Ask yourself what you want out of this. What are you doing it for? Are you doing it for the pursuit of knowledge or are you doing it because it is calling out to you. Are you doing it to get closer to your family or your ancestors or are you trying to figure out how the universe works. Your “why” may change as your craft moves on but this is important from the present moment point of view.
Learn to spot the efficient spells from the faulty ones. How do you know what works and what doesn’t. There is a lot of information out there so which is authentic? So here’s the deal, what works works, what does not work, doesn’t. You will figure out your own set of spells that work for you during the course of your practising. What works for you may necessarily work for someone else. You are going to stumble, you are going to make mistakes but keep at it. At the end of a bad day, at least you will know what doesnt work.

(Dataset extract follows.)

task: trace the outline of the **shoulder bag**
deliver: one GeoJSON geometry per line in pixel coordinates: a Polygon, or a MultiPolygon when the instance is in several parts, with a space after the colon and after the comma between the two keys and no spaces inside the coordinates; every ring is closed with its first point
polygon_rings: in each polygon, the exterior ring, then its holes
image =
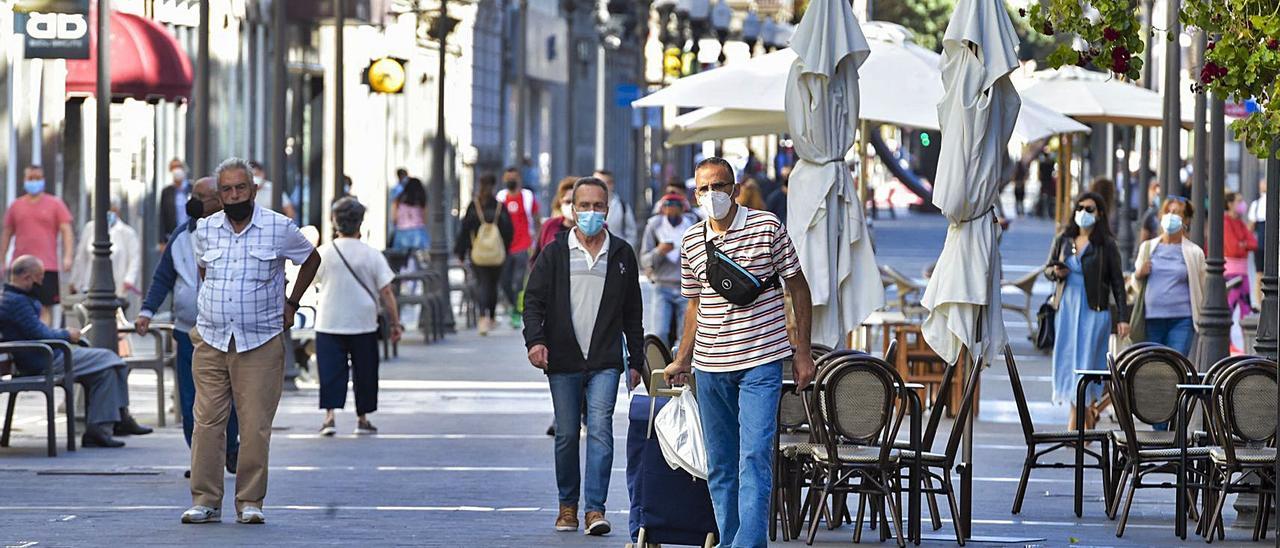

Intention is important but it is not everything. Your beliefs will change as you grow in your practice. You may start with a certain set of rules but as you grow your beliefs about a particular spell or incantation will change and the world will become bigger but you are going to have a deeper understanding of how things work at least with your own perspective. You can cast spells with nothing but intention, that is possible, that’s how prayer works, however that is the hard way of going about manifestation. That is a lot of energy coming from only you. Combine intention with tools and ingredients.
Do not be your only battery. Ask yourself whether after a spell or a ritual, are you completely exhausted? Do you feel physically, mentally or spiritually drained? If you do, it means that you are drawing energy mainly from yourself. Learn to use the energy of nature to power your spells. Humans are very good for directing energy, ascending things in specific directions. Start small and grow from there.

Everything matters but not everything is necessary. There are so many different herbs which are used for protection, however each herb has a different essence of protection. There is a reason why we use specific ingredients, however, if you don’t have a particular ingredient, you can use a substitute ingredient that is similar.

Hope these tips help. Get crafty. You already have everything around you to get started on practising magic. Master your fundamentals. Take care.